I have a Perl script that parses through HTML and modifies the content. I’d like to update my script below to wrap a noindex tag around a specific ID on the page.
Relevant Perl Info
undef $/;
my $doc = <>;
if ($main::atomz_search_url=~ m{mydomain.com/(.+?)/support}si)
{
$doc =~ s{<div id="header">}{<div id="header" class="noindex">}sig;
}
<form id="search" action="../results.html" method="post">
<fieldset>
...
</fieldset>
</form>
<noindex>
<form id="search" action="../results.html" method="post">
<fieldset>
...
</fieldset>
</form>
</noindex>
Given that this is one specific task a simple-minded text processing may do. If you have any more to do I would strongly recommend using a suitable package. There is a whole range of packages for various manipulations of HTML.

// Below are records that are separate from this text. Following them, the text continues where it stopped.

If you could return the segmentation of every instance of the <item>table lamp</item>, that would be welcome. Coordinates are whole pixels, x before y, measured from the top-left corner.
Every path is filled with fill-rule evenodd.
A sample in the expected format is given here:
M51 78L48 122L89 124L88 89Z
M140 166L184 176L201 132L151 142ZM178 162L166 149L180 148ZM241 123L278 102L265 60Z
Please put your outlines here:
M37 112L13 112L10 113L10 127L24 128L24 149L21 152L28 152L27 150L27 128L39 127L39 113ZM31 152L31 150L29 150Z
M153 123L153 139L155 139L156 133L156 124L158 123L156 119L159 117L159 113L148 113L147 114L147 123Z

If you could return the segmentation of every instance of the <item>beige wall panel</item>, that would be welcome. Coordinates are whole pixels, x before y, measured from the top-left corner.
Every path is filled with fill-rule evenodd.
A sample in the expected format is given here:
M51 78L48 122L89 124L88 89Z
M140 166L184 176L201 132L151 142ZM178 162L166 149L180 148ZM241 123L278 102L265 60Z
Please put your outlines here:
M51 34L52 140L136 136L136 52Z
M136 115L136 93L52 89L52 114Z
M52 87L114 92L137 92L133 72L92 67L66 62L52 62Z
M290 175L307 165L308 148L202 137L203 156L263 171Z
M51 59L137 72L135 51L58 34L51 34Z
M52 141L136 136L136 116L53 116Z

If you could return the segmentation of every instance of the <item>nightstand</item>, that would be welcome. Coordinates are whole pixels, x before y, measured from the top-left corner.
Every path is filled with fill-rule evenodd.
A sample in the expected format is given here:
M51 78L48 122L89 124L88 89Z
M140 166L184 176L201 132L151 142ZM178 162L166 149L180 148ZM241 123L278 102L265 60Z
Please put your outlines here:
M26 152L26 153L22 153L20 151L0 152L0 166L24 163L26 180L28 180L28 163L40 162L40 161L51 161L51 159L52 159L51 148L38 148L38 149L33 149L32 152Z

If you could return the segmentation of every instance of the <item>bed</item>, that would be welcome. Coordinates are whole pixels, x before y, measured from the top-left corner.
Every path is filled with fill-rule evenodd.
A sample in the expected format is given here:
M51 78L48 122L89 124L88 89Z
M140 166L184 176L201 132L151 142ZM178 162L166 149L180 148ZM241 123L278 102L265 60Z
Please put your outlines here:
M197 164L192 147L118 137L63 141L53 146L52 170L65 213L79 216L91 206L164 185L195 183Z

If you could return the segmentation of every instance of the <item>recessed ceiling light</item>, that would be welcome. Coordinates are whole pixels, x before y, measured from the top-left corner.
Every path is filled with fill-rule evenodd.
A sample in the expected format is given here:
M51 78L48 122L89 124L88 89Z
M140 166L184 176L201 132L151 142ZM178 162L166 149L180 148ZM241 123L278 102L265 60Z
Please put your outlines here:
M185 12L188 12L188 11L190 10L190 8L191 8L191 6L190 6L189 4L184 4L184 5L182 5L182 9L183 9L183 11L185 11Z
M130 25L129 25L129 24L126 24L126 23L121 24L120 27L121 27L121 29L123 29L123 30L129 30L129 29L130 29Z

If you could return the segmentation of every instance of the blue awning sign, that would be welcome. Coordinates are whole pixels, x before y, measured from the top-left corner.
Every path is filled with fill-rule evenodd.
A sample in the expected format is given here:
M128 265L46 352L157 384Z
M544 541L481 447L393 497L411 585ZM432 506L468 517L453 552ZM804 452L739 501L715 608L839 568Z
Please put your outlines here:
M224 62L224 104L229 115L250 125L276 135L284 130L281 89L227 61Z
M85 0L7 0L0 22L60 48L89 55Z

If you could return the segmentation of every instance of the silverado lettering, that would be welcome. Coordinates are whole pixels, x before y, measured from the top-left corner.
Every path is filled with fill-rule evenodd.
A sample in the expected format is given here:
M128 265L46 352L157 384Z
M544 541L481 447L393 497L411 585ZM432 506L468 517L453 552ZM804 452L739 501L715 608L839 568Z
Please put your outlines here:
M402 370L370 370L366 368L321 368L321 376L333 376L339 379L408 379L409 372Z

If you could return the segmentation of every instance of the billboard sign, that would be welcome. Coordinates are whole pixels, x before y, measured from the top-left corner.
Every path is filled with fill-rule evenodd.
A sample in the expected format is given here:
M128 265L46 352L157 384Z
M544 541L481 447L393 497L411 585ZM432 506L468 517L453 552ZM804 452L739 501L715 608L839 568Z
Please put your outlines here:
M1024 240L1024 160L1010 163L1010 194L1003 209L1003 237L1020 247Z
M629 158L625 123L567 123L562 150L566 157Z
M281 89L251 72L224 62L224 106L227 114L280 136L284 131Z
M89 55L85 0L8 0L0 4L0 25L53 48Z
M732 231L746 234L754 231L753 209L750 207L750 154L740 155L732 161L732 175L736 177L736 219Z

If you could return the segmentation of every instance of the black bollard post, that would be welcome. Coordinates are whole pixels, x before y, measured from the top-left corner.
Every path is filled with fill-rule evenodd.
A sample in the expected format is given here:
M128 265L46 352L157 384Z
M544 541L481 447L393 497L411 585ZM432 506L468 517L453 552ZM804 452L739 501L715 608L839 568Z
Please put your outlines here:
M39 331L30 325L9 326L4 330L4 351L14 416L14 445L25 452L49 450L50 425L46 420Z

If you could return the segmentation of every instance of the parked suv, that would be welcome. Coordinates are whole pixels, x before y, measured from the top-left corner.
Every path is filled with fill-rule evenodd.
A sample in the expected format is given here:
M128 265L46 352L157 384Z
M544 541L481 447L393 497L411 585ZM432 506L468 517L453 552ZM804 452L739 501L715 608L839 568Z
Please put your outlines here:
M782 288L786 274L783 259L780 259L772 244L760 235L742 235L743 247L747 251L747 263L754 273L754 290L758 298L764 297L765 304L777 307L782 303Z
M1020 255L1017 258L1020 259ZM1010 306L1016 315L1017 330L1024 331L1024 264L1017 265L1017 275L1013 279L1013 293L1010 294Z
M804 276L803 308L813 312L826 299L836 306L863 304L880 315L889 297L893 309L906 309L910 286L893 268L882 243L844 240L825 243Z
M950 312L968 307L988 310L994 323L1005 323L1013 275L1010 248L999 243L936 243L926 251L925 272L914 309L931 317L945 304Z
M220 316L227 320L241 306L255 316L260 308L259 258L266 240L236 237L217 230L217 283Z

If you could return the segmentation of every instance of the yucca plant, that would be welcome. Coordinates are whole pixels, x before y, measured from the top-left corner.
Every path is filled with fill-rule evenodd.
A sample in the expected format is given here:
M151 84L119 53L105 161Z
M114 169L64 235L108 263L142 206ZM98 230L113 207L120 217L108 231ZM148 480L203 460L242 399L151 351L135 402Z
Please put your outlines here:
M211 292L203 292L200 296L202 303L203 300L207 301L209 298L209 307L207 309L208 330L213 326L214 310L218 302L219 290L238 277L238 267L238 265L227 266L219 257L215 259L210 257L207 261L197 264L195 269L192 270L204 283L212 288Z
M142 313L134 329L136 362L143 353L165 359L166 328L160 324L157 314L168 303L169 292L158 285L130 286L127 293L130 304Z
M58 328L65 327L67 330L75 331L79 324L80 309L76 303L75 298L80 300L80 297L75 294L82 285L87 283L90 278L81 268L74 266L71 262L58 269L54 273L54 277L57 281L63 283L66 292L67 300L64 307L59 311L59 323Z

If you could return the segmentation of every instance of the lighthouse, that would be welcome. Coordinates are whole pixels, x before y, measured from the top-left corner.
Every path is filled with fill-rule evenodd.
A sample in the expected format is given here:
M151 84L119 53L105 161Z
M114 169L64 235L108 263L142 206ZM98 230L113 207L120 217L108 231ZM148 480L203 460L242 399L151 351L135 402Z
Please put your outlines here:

It is critical that html form
s cannot be nested, so you can search for your pair of form tags.
If you can read the whole page into a string
my $file = 'page_with_form.html';
my $page = do {
local $/ = undef;
open my $fh, '<', $file or die $!;
<$fh>;
};
$page =~ s{(<form\s+id="search".+?</form>)}{<noindex>\n$1</noindex>}s;
If the page is too large to read into a varialbe, read it line by line and use markers for (the lines with) the opening and closing tags for your form. Let me know if I need to add this.